China donates drones to Western Cape municipalities

  • Earlier this week drones were handed over to four Western Cape Municipalities.
  • The drones are valued at R18 000 each and were donated by the Consulate General of the People’s Republic of China.
  • The drones will complement and enhance the K-9 and Rural Safety Units in the West Coast, Overberg, and Garden Route regions.

This week Premier of the Western Cape Alan Winde and Western Cape Provincial Minister of Community Safety and Police Oversight Reagan Allen handed over drones to four municipalities in the province.

On 20th February, the Premier and the Minister handed over drones to the Cape Winelands, Overberg, Garden Route, and West Coast District Municipalities. Each district received just one drone which are said to be valued at R18 000 each. The drones weren’t purchased by the government but were instead donated by the Consulate General of the People’s Republic of China.

“We extend our gratitude to our international partner, as it shows their interest in seeking to ensure that greater safety is achieved across the entire province. We have already established our K-9 and Rural Safety Units on the West Coast, Overberg and Garden Route regions, and these drones will also complement and enhance their operations. This is yet another demonstration of the Western Cape Government’s commitment to create safer communities, regardless of where it might be in the province,” commented Allen.

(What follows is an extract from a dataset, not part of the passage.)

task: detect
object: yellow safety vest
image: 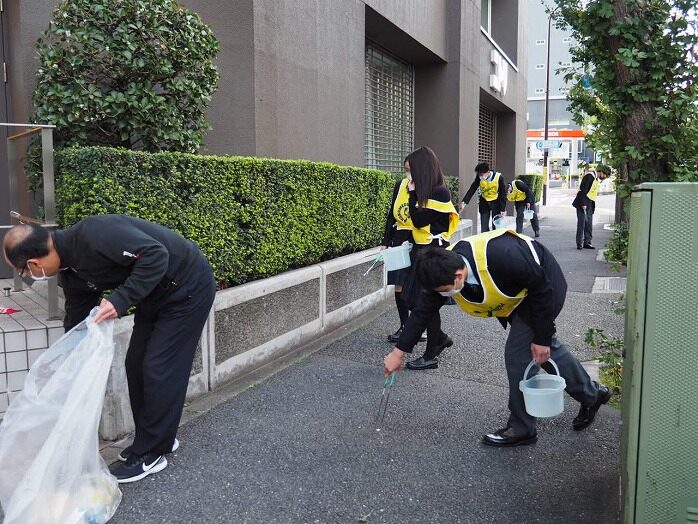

Examining the photos provided with a press release, the drone in question is the DJI Mini 3 Pro. The 48MP camera onboard this drone sports a 1/1.3 inch CMOS sensor and a 82.1 degree field of view. The drone can be fitted with either a 2 453mAh or 3 850mAh battery with a maximum flight time of 34 and 47 minutes for each battery respectively.

These drones are incredibly user-friendly and while DJI does make drones that are better suited for public safety and security, a drone is better than no drone.

“With technology such as drones, our municipalities, in partnership with our government, are sharpening up our collective crime-fighting and disaster capabilities. Technology and innovation must be embraced so that we work faster and smarter for our residents,” Winde said in a statement.

While drones have been on the market for some time already, their use in policing and other public safety areas has been rather limited. While that may be understandable in South Africa, reports suggest that only 20 percent of US state and local law enforcement use drones.